Moving away from Flash
By 2020 support for Adobe Flash Player will end, the popular player has been a large part of eLearning over the course of the past 20 years. Whilst it’s retirement will have significant consequences for many eLearning providers, we here at Bolt are happy to say that we are not dependent on Flash Player at all.
For those who aren’t familiar, the change raises several issues for those who create and distribute training online using SCORM files that utilise Flash. Flash has been the most popular output type among other eLearning providers for quite some time due to it’s ability to create animation, collect input and deal with user interaction, and as a result a lot of their materials have grown dependent upon support for the player. Flash also has the issue that it doesn’t work on certain devices – the most significant being Apple devices which account for quite a large proportion of mobile and computing devices used to access eLearning.
If your organisation is currently dependent upon Flash Player to access training materials then it is likely that your training provider will be switching to HTML 5, which is supported on all devices. In some cases this might require your eLearning material to be re-published , and obviously re-testing to ensure it operates the same as it previously did.
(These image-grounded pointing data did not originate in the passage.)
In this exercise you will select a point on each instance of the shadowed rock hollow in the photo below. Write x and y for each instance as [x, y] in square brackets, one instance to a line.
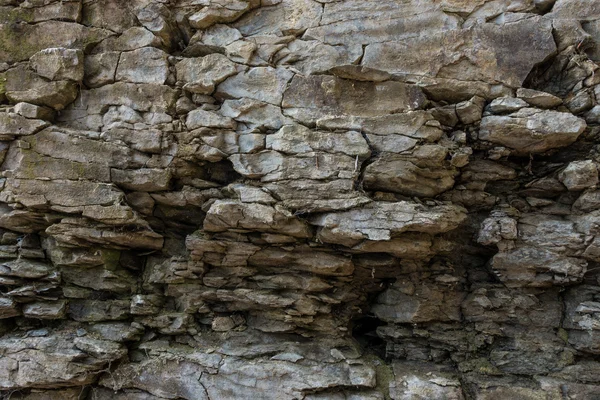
[299, 199]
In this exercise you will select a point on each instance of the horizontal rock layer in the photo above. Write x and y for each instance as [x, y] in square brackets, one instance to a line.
[299, 199]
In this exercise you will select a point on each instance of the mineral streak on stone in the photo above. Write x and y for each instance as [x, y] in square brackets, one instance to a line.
[299, 199]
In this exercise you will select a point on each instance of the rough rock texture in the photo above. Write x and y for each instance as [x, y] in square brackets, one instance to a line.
[299, 199]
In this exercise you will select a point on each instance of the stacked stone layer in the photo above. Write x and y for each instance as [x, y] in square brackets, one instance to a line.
[299, 199]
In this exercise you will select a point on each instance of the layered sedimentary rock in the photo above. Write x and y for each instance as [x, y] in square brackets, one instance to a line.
[299, 199]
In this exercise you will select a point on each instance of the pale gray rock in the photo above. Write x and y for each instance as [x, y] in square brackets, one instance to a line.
[45, 310]
[202, 74]
[421, 172]
[231, 214]
[23, 85]
[143, 180]
[145, 65]
[537, 267]
[219, 11]
[32, 111]
[532, 131]
[255, 114]
[333, 96]
[12, 124]
[58, 64]
[505, 105]
[380, 221]
[261, 83]
[100, 69]
[436, 70]
[579, 175]
[287, 17]
[24, 361]
[538, 99]
[420, 381]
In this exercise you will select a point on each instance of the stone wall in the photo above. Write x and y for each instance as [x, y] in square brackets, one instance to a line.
[299, 199]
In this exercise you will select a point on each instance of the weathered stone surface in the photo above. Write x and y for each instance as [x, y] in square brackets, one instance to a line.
[219, 11]
[16, 125]
[25, 86]
[539, 99]
[262, 83]
[201, 75]
[579, 175]
[145, 65]
[20, 43]
[58, 64]
[25, 360]
[436, 69]
[333, 96]
[299, 199]
[532, 131]
[227, 214]
[380, 221]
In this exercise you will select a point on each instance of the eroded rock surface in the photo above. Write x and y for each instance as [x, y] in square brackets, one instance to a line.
[299, 199]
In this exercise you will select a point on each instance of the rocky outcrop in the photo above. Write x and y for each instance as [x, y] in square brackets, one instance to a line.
[299, 199]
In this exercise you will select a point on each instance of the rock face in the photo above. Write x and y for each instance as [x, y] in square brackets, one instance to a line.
[299, 199]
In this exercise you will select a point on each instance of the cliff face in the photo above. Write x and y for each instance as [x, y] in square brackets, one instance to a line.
[299, 199]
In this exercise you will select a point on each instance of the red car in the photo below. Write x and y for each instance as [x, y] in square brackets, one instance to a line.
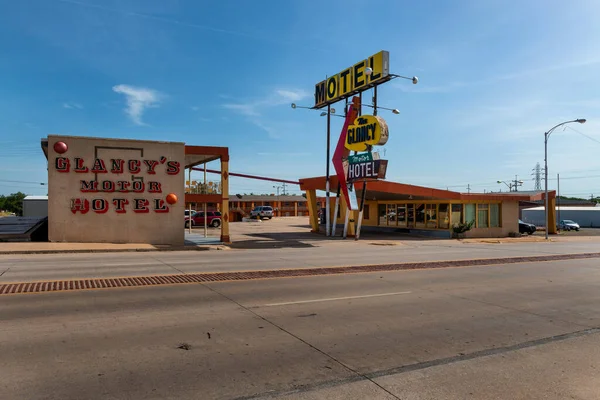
[213, 219]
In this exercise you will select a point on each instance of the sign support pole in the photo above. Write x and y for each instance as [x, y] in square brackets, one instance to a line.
[327, 205]
[205, 210]
[362, 205]
[337, 206]
[190, 204]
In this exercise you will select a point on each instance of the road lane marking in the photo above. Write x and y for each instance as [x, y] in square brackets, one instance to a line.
[334, 299]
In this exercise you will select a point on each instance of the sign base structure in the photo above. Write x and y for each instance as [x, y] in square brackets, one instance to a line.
[365, 170]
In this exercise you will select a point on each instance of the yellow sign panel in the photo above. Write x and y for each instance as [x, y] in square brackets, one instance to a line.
[353, 80]
[367, 130]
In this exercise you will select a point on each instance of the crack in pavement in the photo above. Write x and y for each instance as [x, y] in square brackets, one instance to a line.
[422, 365]
[168, 265]
[357, 375]
[514, 309]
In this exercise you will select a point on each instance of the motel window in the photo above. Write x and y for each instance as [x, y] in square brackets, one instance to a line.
[494, 215]
[431, 215]
[457, 213]
[391, 215]
[381, 211]
[444, 220]
[483, 215]
[470, 210]
[401, 215]
[420, 215]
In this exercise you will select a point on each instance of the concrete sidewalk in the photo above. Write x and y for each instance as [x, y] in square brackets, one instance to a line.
[282, 233]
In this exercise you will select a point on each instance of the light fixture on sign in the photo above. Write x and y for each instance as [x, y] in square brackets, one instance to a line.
[294, 106]
[414, 79]
[393, 110]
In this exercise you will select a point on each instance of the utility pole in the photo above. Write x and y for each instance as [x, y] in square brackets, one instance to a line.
[558, 197]
[537, 177]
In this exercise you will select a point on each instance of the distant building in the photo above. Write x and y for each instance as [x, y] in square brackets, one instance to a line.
[283, 206]
[586, 217]
[35, 206]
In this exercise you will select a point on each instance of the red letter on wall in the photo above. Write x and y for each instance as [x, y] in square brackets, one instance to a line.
[89, 186]
[79, 167]
[138, 186]
[108, 186]
[173, 167]
[141, 206]
[160, 206]
[117, 166]
[151, 164]
[154, 187]
[123, 186]
[62, 164]
[100, 206]
[134, 166]
[99, 166]
[81, 205]
[120, 205]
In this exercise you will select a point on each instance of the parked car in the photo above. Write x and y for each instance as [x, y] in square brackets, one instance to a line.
[262, 212]
[567, 225]
[524, 227]
[213, 218]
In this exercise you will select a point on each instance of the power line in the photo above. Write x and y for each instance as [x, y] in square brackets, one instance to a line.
[583, 134]
[30, 183]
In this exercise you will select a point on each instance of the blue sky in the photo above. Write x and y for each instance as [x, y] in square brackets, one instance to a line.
[494, 75]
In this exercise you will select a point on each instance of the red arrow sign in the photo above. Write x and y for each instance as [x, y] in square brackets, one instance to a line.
[341, 152]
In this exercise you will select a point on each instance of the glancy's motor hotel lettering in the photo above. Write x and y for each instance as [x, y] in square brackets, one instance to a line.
[120, 176]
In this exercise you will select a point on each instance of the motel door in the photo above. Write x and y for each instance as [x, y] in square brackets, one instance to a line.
[410, 211]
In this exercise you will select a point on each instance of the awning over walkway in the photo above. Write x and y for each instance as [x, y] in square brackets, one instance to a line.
[386, 190]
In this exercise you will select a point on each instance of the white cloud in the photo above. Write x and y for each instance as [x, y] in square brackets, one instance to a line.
[253, 108]
[138, 99]
[245, 109]
[292, 95]
[71, 105]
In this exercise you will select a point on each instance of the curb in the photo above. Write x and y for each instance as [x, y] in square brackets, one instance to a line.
[134, 250]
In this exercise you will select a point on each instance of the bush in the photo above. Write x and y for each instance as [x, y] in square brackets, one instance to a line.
[463, 227]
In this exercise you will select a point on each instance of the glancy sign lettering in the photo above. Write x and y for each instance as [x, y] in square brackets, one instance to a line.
[367, 130]
[353, 80]
[110, 178]
[366, 170]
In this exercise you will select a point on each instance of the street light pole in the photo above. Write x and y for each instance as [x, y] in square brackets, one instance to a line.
[327, 205]
[546, 137]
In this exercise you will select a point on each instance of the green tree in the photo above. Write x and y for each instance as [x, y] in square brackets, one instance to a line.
[12, 203]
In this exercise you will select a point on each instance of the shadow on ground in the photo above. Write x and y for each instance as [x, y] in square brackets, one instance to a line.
[279, 240]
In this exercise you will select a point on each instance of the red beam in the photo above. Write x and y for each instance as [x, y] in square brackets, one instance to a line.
[262, 178]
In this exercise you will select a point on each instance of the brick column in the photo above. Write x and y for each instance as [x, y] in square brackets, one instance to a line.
[311, 202]
[225, 202]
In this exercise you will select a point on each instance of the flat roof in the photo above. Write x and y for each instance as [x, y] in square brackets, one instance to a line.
[36, 198]
[387, 190]
[561, 208]
[194, 155]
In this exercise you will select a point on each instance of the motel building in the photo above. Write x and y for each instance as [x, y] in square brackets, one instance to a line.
[127, 191]
[398, 207]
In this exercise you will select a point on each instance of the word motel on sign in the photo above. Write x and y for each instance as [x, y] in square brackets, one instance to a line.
[120, 205]
[116, 166]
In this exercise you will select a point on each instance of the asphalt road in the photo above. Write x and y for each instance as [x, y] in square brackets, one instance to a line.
[38, 267]
[519, 331]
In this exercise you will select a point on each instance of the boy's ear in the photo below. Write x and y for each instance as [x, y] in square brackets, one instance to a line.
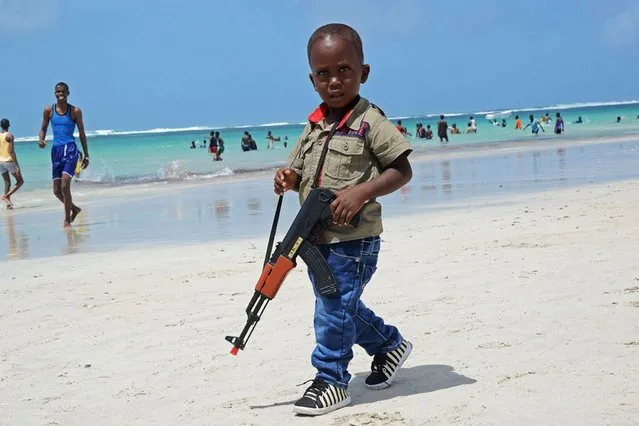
[310, 76]
[366, 69]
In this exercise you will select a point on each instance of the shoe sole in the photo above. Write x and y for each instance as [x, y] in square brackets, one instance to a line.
[389, 382]
[306, 411]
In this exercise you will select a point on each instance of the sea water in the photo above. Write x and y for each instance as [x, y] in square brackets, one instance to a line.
[161, 156]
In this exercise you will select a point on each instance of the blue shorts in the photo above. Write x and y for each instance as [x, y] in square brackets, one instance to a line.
[64, 158]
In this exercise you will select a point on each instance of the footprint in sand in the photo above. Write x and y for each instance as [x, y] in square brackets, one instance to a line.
[372, 419]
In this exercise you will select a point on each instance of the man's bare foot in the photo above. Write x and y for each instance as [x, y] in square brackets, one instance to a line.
[74, 213]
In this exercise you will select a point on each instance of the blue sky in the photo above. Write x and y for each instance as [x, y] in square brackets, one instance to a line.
[164, 64]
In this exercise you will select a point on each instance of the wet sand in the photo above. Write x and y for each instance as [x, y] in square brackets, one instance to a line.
[522, 308]
[240, 207]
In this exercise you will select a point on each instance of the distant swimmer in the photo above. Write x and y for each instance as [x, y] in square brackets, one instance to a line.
[534, 125]
[271, 140]
[470, 128]
[429, 132]
[401, 128]
[64, 118]
[559, 124]
[246, 142]
[220, 147]
[442, 129]
[517, 123]
[8, 163]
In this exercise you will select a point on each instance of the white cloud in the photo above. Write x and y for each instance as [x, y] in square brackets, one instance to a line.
[381, 18]
[623, 29]
[27, 15]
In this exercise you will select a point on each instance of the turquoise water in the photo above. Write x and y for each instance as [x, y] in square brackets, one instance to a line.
[163, 156]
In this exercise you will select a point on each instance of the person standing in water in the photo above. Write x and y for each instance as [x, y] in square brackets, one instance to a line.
[8, 163]
[64, 118]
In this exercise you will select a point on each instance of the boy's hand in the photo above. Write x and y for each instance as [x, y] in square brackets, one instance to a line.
[285, 179]
[347, 203]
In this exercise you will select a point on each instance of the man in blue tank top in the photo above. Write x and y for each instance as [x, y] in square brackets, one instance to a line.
[64, 118]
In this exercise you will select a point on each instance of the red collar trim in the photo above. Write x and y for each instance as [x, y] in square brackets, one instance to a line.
[322, 111]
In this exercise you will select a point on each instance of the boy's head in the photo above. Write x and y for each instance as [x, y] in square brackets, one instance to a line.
[61, 91]
[336, 58]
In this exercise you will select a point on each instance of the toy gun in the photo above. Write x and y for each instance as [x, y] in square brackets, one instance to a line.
[311, 221]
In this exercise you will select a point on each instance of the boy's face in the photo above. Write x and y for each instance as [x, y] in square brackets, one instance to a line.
[336, 71]
[61, 93]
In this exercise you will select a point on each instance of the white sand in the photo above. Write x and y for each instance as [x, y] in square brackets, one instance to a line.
[522, 311]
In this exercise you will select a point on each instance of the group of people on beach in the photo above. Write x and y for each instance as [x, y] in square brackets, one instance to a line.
[66, 159]
[443, 128]
[215, 145]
This can be a long and cumbersome process, one which could affect you as a customer.
This process could become even longer and more disruptive if you consider that many of the authoring tools supported by Flash do not work with HTML 5. It may be the case that for eLearning companies making the switch from Flash to HTML 5 they will have to completely redesign their courses to work on the new output format. This could once again be a very long, costly and labour-intensive process.
If all of this sounds a bit stressful overwhelming then we here at Bolt Learning could have you covered. That’s because Bolt Learning has been using HTML 5 as our standard output format for years and as such our eLearning modules are not dependent on Flash Player, they have been built with HTML 5 in mind and as a result will not require any redesigning. Whereas, over the course of the next two years other eLearning companies will be doing their best to ensure that all of their training materials will work once Flash Player support ends in 2020, Bolt has been ahead of the curve for years.